Despereaux

Ninety-nine percent of the time, I’m a fool for an animated feature film. Cars, Wall*E, Bolt. Monsters, Inc, the Shreks, the Toy Storys. Flushed Away, Ratatouillie. Anxiously awaiting Aliens vs. Monsters. Have never quite gotten all the way over the brilliance of Hoodwinked. So, yeah, was expecting The Tale of Despereaux to be another sure thing. I mean, just look at the starpower: Sigourney Weaver, Dustin Hoffman, Matthew Broderick, Tracy Ullman, Emma Watson. Even Kevin Kline. This is more talent than the Princess Mononoke dub, maybe.

However.

Not to say anything negative about the animation, it’s maybe the best I’ve seen, and all those actors on voice, they’re of course doing everything perfect. Early on, though, you can tell something’s wrong — usually animated movies have their stories gone over a lot more thoroughly. In Despereaux, the catalyst — [spoilers abound] that pirate-rat falling into the soup — it doesn’t even feed into the title character’s development arc. That seems kind of unforgivable. And then, this being a children’s movie and all (yes?), there’s just a conglomeration of narrative levels (denoted by animation), flashback, and subplot that finally only serve to diffuse any narrative impetus that catalyst is supposed to have given us. Granted, there’s reconciliation, there’s redemption, there’s surprise, there’s touches of humor and the necessary action sequences, there’s cuteness, but finally, maybe halfway into it, you realize, like I did, that you’re watching a novel pasted up onto the screen, not something originally conceptualized as a movie. Which is to say Despereaux‘s making that big mistake you don’t see so much in anymore, at the very market-driven box-office: staying too loyal to the source material. Which, judging by what’s on screen, is likely very excellent. The Tale of Despereaux would seem to be an excellent novel. As a movie, though, it fails, even with Sigourney Weaver as our voiced-over Deckard, trying to keep the story on-track.

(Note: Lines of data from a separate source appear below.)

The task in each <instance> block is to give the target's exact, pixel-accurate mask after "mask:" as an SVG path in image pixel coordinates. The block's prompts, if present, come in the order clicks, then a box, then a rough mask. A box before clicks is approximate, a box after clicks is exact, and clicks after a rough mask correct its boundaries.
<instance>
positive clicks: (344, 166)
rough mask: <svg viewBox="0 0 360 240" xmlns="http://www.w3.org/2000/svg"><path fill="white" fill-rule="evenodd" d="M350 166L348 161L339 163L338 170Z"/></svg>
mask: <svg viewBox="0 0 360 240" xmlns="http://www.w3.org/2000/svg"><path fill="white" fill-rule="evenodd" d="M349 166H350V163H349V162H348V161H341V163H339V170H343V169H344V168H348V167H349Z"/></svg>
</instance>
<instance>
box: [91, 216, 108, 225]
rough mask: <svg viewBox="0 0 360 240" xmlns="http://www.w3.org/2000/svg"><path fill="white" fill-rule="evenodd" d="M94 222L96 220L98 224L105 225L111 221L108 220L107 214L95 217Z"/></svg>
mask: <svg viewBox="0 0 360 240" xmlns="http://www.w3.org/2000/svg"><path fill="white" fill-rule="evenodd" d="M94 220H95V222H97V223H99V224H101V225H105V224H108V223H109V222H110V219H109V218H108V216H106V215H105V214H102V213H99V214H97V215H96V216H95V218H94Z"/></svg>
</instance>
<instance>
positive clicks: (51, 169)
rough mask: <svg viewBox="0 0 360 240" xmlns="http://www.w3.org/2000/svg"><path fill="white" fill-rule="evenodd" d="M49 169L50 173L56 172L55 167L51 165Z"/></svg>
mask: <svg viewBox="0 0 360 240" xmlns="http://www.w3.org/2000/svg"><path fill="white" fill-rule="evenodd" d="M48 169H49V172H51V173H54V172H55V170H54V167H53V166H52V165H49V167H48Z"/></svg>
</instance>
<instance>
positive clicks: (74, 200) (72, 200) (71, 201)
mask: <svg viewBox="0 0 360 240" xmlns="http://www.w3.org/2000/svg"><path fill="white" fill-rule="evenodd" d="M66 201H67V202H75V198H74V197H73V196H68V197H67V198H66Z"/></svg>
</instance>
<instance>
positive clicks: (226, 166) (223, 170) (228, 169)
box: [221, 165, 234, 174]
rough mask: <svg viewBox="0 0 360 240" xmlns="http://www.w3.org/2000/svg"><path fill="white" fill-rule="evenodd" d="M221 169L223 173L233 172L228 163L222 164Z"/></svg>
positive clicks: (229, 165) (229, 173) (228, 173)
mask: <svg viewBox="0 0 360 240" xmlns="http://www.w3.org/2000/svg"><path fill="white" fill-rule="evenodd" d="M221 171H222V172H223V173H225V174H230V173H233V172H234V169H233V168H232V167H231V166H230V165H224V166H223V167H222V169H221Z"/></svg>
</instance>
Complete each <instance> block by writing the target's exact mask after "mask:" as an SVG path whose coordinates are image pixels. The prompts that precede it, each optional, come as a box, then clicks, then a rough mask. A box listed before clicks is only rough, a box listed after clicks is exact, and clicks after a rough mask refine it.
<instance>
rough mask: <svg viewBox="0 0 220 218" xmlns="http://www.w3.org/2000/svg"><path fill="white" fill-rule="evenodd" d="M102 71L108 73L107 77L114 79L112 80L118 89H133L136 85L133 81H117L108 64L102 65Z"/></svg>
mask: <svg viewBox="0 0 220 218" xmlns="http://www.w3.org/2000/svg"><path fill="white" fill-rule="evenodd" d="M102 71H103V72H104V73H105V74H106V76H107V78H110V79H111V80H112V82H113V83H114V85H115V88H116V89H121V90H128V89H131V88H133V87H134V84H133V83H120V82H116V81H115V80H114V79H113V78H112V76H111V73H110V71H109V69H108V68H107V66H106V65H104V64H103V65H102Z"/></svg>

As to how to fix it, in some perfect world? I’d say we need a lot straighter line drawn between the good and the bad here. As-is, the person in the Cruella De Vil roll is the King, who’s so suffering from grief that the ‘bad thing’ he does is instantly excused away, kind of making the rest of the quest just the usual paces (nevermind that the king never ‘learns his lesson’). And the princess in her tower, she doesn’t even have a love interest, does she? I mean, unless you count Despereaux the mouse, but not only is he a mouse, but he’s a good deal younger than her too. I don’t know. We don’t ever even get the pirate-rat who started all this teaming up with Despereaux to, against every single odd, save this kingdom. And, by ‘save,’ I mean, return them to their soup. Which I think kind of goes hand-in-hand with the the bad guy not being bad enough: soup’s that vital? It’s not a dragon raining down fire in the streets, anyway. But, I guess soup or the lack therof’s in keeping with the very low-key, muted approach in Despereaux, where everything turns on human nature, on understandable responses (which plays wonderfully, say, in a Kieslowski film), on unintended consquences, rather than the loud flashy easy-to-get stuff we’re used to from our animated fare.

Is this the animated movie growing up, though, trying to inhabit, in some American way, the Miyazaki landscape? I don’t think so, no. I think it’s just a broken movie, which, judging by how uncrowded the theatre was when I saw it, the audience is kind of cued into as well.

And, as for the Neo-meets-Dumbo ending, I honestly can’t even guess. The title character trying to fly into some other movie? Kind of wished I’d just gone to the gumball shower silliness of Bedtime Stories, really.

But there’s always Aliens vs. Monsters somewhere in the future, here. A premise like that, I don’t know how it can go wrong.